With that, I ho-hummed and slid under the duvet, knowing there was no way I could make it to the phone to call for help. So powerful was that fever, I was able to accept calmly that if I died, I died.

Influenza’s hellish combination of shivers and sweating stopped me from dropping off to sleep, so I picked up the book I was reading, which happened to be Robert Kee’s ‘Ireland - A History.’ After a couple of pages the fever swept through me like wavelets around pebbles at low tide. Neither asleep nor awake, I was lost wandering the mental prairies that stretch between dreams and hallucinations.

Those feverish visions from 20 years ago still send a chill through me now. Albert Reynolds climbing Vinegar Hill, scratching his bare hairy chest as he roars at the English invaders. Blood, limbs, heads and guts are splashed, slashed, severed and spilled on that Wexford battlefield.
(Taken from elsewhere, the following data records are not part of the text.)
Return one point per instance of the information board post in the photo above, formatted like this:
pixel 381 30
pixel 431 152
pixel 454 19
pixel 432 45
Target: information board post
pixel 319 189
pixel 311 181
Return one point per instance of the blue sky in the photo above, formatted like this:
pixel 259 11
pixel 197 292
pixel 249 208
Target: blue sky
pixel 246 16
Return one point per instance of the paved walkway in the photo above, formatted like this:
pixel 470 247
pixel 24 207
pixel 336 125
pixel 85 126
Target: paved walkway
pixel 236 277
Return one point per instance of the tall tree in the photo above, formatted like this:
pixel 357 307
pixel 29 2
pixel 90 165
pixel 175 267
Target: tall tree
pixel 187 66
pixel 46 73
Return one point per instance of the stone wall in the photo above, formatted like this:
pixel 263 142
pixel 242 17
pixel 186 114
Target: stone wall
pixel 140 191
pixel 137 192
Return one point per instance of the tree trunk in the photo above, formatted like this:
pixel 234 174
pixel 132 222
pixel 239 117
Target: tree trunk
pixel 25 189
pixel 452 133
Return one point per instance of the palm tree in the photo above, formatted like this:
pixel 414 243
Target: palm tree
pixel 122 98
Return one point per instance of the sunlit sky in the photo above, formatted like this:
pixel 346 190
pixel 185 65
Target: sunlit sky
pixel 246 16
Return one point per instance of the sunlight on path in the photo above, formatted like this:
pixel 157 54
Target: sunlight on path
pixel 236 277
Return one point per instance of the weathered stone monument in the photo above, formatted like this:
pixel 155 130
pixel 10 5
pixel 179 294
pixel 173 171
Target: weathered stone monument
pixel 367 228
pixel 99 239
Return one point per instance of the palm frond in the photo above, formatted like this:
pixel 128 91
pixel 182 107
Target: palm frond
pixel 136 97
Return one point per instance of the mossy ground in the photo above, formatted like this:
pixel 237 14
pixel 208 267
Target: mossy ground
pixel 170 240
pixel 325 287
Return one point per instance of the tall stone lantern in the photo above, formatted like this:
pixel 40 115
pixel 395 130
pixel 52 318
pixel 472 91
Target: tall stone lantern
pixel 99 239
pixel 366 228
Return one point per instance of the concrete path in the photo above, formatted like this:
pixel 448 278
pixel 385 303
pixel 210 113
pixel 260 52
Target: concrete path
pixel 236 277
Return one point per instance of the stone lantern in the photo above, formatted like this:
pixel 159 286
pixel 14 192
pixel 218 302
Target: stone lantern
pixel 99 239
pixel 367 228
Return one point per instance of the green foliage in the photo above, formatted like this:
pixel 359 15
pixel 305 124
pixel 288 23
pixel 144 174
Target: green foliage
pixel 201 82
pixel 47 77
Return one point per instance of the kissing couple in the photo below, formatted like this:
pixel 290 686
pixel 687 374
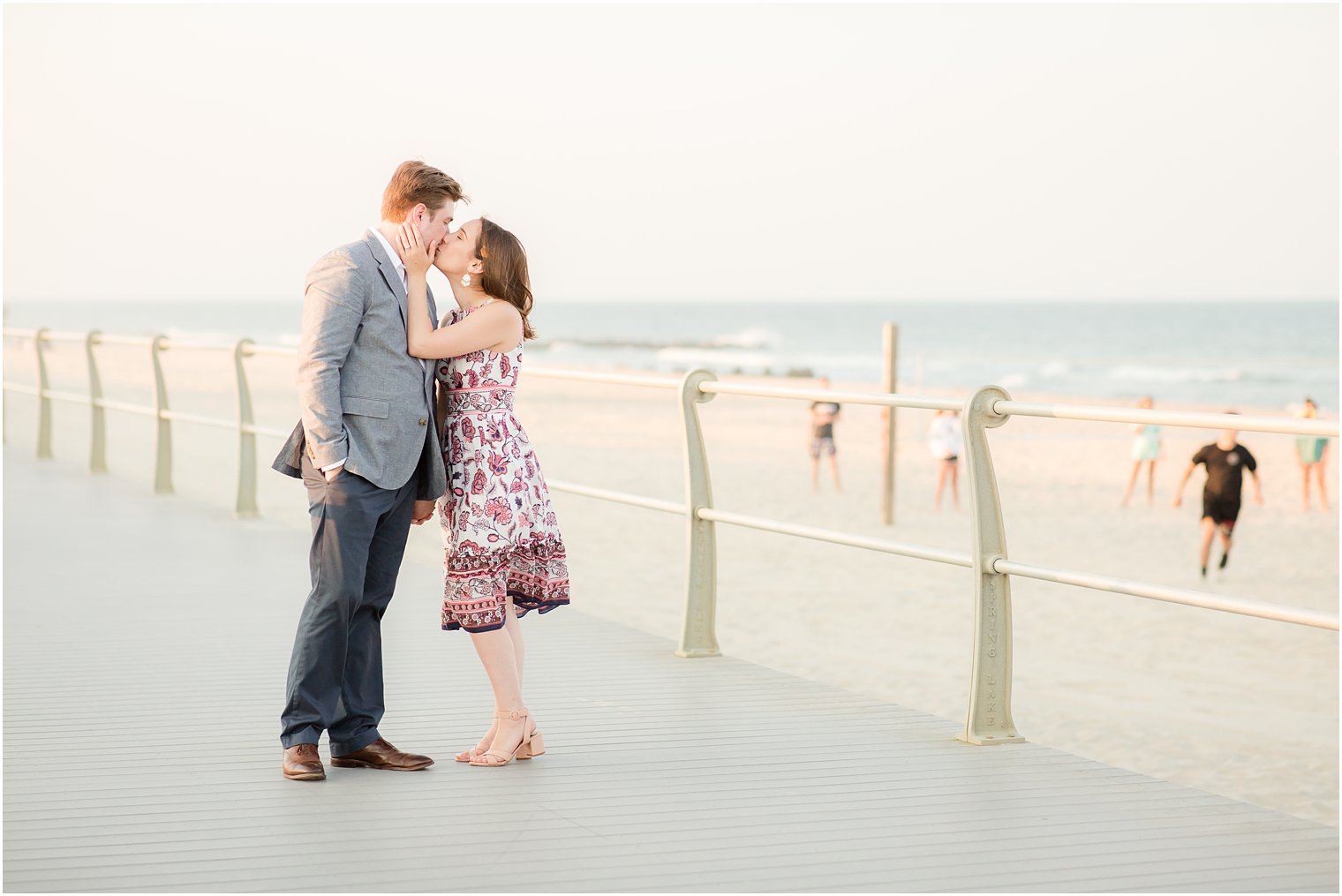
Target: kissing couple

Suddenly there comes a blast of heavenly light from the sky, a shaft of love from above, heralding the appearance of Mary Robinson, as if an angel, accompanied by a choir of cherubim singing swirling ethereal chants.
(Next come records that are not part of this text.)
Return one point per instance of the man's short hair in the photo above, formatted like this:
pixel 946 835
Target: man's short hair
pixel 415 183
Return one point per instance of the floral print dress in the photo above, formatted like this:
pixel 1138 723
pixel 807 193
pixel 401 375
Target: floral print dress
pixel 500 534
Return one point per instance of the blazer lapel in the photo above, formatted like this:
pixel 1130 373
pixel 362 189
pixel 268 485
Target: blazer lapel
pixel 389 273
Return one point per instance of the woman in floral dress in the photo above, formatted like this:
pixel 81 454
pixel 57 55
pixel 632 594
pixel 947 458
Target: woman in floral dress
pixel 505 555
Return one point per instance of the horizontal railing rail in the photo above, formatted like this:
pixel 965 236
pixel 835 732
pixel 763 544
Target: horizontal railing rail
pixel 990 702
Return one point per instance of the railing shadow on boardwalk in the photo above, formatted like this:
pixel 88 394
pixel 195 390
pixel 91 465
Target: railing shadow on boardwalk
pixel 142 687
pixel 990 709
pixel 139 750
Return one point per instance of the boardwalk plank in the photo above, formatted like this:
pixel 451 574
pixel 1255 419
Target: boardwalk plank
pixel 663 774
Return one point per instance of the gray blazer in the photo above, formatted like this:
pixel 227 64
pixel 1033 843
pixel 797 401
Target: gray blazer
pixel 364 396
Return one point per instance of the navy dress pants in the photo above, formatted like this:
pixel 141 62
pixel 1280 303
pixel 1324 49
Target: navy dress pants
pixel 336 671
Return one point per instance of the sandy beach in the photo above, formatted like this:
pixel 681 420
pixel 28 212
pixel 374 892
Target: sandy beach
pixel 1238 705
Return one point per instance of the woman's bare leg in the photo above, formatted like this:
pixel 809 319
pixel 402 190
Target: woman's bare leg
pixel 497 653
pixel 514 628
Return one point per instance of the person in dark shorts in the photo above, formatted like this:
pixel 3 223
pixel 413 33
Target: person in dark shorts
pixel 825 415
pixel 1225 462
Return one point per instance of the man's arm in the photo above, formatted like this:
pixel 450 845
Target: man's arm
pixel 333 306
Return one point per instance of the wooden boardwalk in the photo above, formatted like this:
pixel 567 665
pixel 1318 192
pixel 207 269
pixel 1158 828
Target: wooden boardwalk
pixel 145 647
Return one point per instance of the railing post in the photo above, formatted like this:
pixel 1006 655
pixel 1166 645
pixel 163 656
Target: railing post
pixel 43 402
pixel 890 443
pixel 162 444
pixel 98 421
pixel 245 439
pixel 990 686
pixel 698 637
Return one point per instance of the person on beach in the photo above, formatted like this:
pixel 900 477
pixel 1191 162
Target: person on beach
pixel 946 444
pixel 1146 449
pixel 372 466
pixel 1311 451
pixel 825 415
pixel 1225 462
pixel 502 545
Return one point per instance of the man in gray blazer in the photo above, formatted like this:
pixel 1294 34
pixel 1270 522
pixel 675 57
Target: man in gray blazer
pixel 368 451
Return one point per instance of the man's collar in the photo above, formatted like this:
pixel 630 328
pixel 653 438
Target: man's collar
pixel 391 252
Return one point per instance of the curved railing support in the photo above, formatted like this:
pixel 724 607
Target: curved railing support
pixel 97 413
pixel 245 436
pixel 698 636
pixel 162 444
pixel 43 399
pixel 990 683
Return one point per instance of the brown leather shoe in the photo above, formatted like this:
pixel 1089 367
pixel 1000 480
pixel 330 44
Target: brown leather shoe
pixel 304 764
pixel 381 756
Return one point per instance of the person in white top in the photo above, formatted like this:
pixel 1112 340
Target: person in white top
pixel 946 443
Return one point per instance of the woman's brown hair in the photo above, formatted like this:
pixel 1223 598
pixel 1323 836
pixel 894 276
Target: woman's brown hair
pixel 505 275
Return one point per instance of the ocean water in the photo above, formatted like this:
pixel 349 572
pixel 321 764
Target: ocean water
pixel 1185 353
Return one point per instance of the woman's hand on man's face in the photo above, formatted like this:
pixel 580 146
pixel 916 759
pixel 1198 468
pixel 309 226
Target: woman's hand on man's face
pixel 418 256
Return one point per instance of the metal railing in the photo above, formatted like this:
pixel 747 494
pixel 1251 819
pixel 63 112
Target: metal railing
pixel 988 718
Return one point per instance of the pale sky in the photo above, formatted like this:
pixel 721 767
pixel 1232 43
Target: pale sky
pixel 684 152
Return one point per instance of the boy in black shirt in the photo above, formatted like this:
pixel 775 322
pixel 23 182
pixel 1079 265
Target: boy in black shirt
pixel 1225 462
Towering above the two warring factions, Mary raises her presidential arms high above her head, and in an instant, all the soldiers on both sides stop fighting and drop their weapons.

Truly this was a powerful woman, yet still only the creation of a very sick scribbler, so I was not surprised to see that Ireland’s grand dame of diplomacy then produced a big box of doughnuts.
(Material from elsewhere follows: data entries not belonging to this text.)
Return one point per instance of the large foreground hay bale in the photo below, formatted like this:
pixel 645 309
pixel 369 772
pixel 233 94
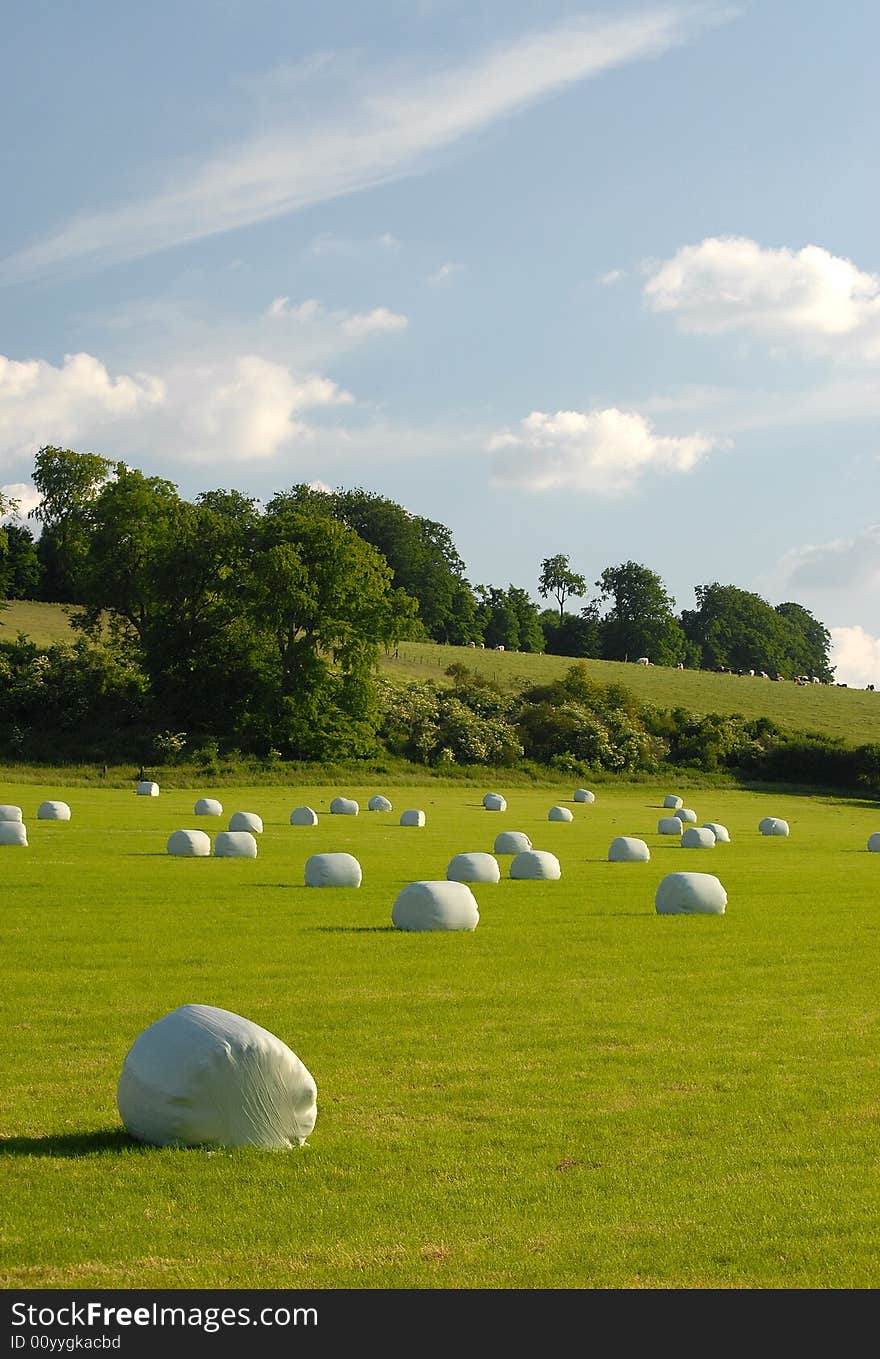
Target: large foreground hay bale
pixel 698 837
pixel 205 1075
pixel 773 826
pixel 435 905
pixel 235 844
pixel 189 844
pixel 211 807
pixel 537 865
pixel 690 894
pixel 246 821
pixel 303 817
pixel 473 867
pixel 511 841
pixel 628 850
pixel 333 870
pixel 53 812
pixel 344 807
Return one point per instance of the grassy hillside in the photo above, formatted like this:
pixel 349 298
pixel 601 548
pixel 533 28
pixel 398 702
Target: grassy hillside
pixel 850 714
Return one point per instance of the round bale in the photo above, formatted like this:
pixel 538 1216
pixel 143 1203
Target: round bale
pixel 628 850
pixel 698 837
pixel 435 905
pixel 208 807
pixel 53 812
pixel 246 821
pixel 773 826
pixel 333 870
pixel 189 844
pixel 344 807
pixel 208 1077
pixel 690 894
pixel 235 844
pixel 535 865
pixel 511 841
pixel 473 867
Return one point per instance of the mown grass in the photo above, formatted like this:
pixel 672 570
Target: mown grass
pixel 850 714
pixel 579 1093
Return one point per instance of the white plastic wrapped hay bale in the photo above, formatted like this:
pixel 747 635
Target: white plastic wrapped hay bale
pixel 189 844
pixel 208 1077
pixel 511 841
pixel 333 870
pixel 698 837
pixel 235 844
pixel 473 867
pixel 435 905
pixel 246 821
pixel 629 850
pixel 773 826
pixel 208 807
pixel 690 894
pixel 344 807
pixel 53 812
pixel 535 866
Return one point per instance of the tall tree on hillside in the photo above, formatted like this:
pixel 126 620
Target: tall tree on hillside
pixel 558 579
pixel 68 484
pixel 638 620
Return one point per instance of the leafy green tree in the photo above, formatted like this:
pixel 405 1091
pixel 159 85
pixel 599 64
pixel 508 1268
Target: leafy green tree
pixel 557 579
pixel 638 620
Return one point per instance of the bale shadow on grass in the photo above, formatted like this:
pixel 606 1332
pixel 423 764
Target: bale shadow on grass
pixel 71 1143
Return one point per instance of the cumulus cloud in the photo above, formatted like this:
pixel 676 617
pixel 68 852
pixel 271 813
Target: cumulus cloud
pixel 810 296
pixel 856 657
pixel 376 131
pixel 607 451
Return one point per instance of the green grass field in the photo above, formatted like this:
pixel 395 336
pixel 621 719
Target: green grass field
pixel 579 1093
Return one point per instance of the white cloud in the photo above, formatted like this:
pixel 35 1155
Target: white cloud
pixel 447 271
pixel 374 135
pixel 811 298
pixel 607 451
pixel 856 657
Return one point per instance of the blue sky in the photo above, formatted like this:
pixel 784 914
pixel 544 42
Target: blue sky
pixel 598 280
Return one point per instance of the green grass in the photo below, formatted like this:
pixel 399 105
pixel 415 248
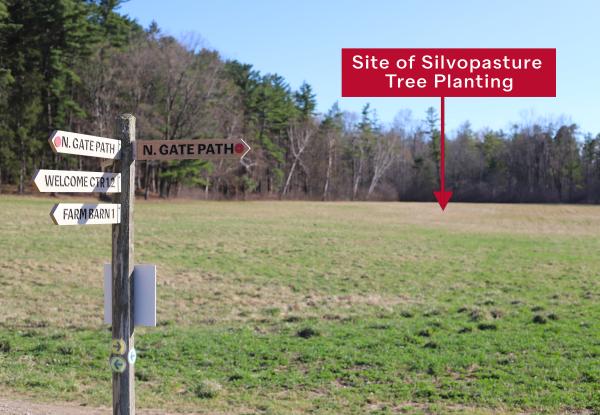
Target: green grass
pixel 291 307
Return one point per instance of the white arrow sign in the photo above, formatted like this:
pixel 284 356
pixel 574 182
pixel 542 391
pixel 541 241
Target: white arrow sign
pixel 64 181
pixel 65 142
pixel 86 214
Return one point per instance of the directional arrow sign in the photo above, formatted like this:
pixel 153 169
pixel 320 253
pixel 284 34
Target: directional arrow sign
pixel 63 181
pixel 191 149
pixel 65 142
pixel 86 214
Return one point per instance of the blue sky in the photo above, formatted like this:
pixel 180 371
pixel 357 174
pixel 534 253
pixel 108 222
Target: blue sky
pixel 302 40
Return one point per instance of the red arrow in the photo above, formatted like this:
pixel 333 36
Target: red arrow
pixel 442 196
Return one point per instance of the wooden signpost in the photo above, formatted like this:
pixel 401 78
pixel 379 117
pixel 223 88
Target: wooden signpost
pixel 122 152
Everyone cheered. Maybe she was about to close her act by performing a miracle akin to the feeding of the 5,000.

Sadly no. Instead of eating the doughnuts or passing them around, my demented brain had other plans. Mary Robinson sat down and most unexpectedly and quite obscenely, did something with those doughnuts, slowly and deliberately, one by one, that I will leave to your collective imaginations.

You might well wonder why on earth I’m sharing this vile vision with you. Well, it’s partly because in my present state I’m unable to think much beyond illness, but more importantly I’m reminding you all how dangerous and nasty the ‘flu can be. If you have an older neighbour or relative, keep an eye on them, because viral infections can play havoc with frail bodies.

Evidently I made it through that torpid night, waking the next morning to discover staring back from the mirror a panda withdrawing from heroin. As if the huge black patches under my eyes were not enough, I now also sported on my left cheek an infected carbuncular spot the size of Cyprus.


My body had so many toxins to deal with they were starting to erupt out all over the place. Off I went to visit my first Irish doctor, who couldn't have been nicer. Mind you, even though I know that there’s very little medical people can do to help viral infections, I’m not sure about the advice she gave.

Had she told me to rest, drink lots of fluids and keep in touch I’d have felt satisfied.

What I wasn’t expecting to hear, when I could barely stand up from the fever, was:

“Well now Charlie, you’re grand. Go off home and drink a good couple of stiff hot whiskies and then take a brisk walk along the Prom. That’ll have you right in no time.”

“Er yeh, thanks Doc!” I mumbled, wondering if she was real or just another hallucination.